There is more, however, to automotive AI than AVs. Indeed, AI-assisted driving is already a part of Advanced Driver-Assist Systems (ADAS), performing feats like autonomously changing lanes and parking.
These developments led one market research firm to predict an $81 billion ADAS market by 2025. The streets that those cars travel along, too, are becoming increasingly smart: communication between cars and their environment is predicted to be the fastest-growing segment of a total spend on smart cities which will reach $124 billion this year.
These projects will rely on AI to manage traffic flow, monitor for incidents, and improve the overall efficiency of transport networks. Automotive manufacturing is also feeling this trend, with smart factories – which, amongst other things, will bring AI to the production line – expected to add $160 billion a year to the industry by 2023.
$16, 81, 124, 160 billion dollars: all of these innovations involve huge sums of money, but what they really have in common is the even larger amounts of data involved – and that means that the data centre will need to step up.
AVs are a perfect example of the challenge at hand.
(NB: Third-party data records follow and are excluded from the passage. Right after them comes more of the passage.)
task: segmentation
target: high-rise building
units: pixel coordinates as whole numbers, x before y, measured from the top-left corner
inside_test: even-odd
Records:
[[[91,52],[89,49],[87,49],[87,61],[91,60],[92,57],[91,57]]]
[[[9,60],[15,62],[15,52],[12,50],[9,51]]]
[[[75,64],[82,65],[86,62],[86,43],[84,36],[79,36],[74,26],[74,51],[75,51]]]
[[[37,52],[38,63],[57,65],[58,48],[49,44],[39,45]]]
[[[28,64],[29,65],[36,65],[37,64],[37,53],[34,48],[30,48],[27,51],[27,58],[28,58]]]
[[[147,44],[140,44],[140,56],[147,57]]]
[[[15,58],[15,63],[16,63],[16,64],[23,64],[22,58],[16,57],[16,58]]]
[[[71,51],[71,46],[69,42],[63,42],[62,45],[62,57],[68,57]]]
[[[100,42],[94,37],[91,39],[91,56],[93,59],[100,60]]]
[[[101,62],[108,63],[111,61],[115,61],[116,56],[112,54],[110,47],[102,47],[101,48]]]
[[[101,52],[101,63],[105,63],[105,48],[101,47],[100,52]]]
A vehicle surveying streets in order to provide training data for AV development might drive eight hours a day and 250 days a year, resulting in 2,000 hours of video data.
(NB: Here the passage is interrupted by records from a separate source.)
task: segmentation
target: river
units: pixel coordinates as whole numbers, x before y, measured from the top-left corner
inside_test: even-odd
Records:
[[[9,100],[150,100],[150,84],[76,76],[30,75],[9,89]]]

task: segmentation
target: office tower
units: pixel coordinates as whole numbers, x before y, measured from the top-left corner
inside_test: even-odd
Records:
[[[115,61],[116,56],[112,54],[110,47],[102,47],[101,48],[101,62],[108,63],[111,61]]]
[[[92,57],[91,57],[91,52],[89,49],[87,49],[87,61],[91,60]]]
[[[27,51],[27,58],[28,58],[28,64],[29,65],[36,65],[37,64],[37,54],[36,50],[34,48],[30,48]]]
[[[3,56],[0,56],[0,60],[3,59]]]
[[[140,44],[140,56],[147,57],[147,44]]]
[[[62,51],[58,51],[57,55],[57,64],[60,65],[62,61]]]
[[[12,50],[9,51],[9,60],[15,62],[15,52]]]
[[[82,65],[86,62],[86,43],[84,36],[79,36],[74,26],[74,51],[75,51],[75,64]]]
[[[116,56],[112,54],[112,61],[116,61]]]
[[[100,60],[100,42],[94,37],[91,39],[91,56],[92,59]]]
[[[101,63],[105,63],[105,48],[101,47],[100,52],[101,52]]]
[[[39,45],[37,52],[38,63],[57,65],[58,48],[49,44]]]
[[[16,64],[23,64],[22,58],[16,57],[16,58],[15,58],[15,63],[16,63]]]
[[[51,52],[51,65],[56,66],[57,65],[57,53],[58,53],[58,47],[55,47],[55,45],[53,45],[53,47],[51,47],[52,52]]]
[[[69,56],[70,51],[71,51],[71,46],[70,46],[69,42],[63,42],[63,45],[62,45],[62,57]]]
If the vehicle has five cameras running at thirty frames per second, that’s one billion images per year. If the cameras are, conservatively, recording two-megapixel images, we’re dealing with a terabyte of data every hour, or two petabytes every year.
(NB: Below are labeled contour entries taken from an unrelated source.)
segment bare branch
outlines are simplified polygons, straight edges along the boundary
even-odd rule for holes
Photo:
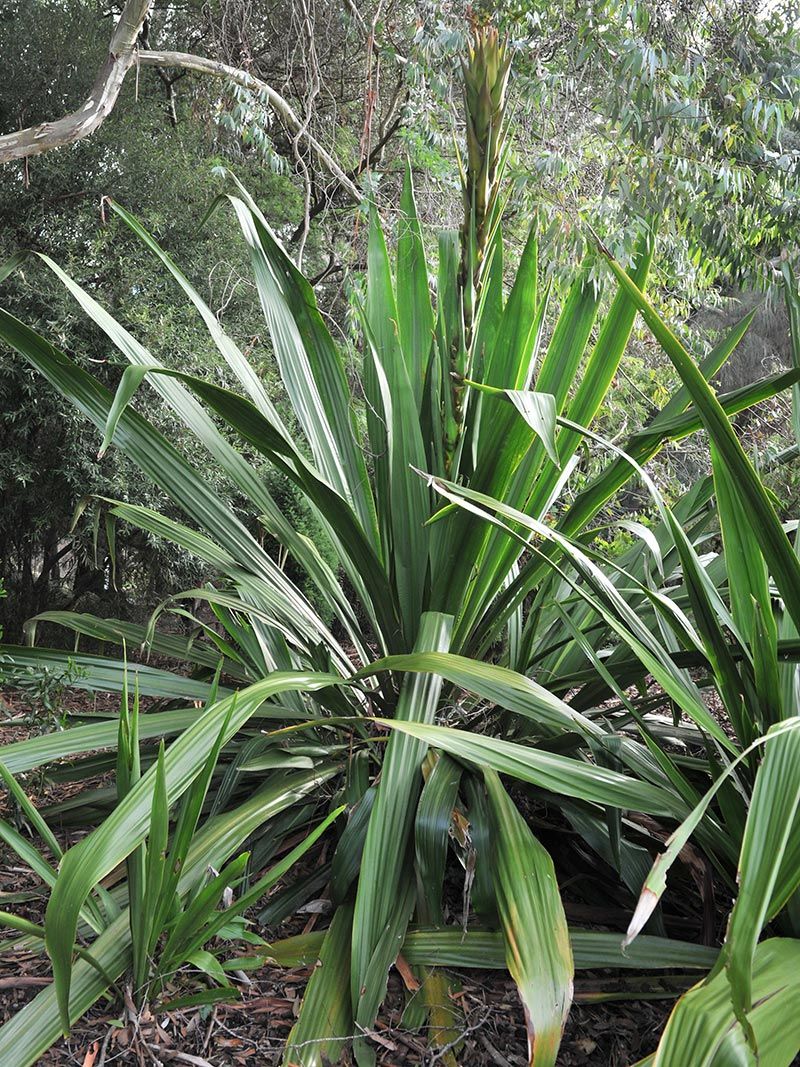
[[[83,106],[52,123],[29,126],[0,137],[0,163],[74,144],[97,129],[116,103],[125,76],[135,58],[137,37],[151,2],[153,0],[127,0],[109,44],[106,62]]]
[[[241,70],[238,67],[228,66],[227,63],[220,63],[218,60],[209,60],[203,55],[192,55],[189,52],[157,52],[140,51],[139,63],[142,66],[160,67],[181,67],[183,70],[194,70],[196,74],[211,75],[217,78],[227,78],[237,85],[249,89],[255,93],[261,93],[284,121],[286,126],[293,132],[300,133],[322,166],[336,178],[339,185],[347,191],[350,197],[359,203],[363,197],[352,179],[342,171],[333,156],[319,143],[319,141],[307,129],[305,124],[292,109],[291,105],[271,85],[260,78]]]
[[[76,141],[89,137],[113,110],[125,76],[134,63],[141,66],[155,66],[162,79],[164,67],[179,67],[181,70],[193,70],[196,74],[227,78],[237,85],[260,93],[294,138],[305,141],[321,165],[336,178],[348,196],[356,204],[361,202],[362,194],[352,178],[345,173],[333,156],[310,133],[307,129],[307,123],[298,116],[291,105],[267,82],[246,70],[228,66],[217,60],[206,59],[203,55],[192,55],[189,52],[153,51],[150,49],[137,50],[137,39],[147,18],[151,2],[153,0],[127,0],[111,38],[106,62],[100,68],[92,93],[83,106],[78,111],[57,118],[54,122],[43,123],[41,126],[30,126],[27,129],[0,137],[0,163],[37,156],[50,148],[74,144]]]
While only around a third of this data is likely to be cleansed, labelled, and made fit for training purposes, this shows the kind of data scale which is typical of automotive AI applications.
Remember, too, that this is just one survey car; a future with millions of AVs, each of which with a more data-intensive sensor array than our test car, each sending at least some of the data it gathers back to a central store for further AI training, can comfortably result in an exabyte-scale data task. If we’re considering a city-wide mesh of sensors and cameras informing automated traffic decisions, or factory processes communicating with one another across the globe, we can expect a similar picture to emerge.
These big numbers, of course, are not incidental to the training of effective AI systems. Large datasets are necessary to produce good results and maximising the amount of good-quality data available is vital.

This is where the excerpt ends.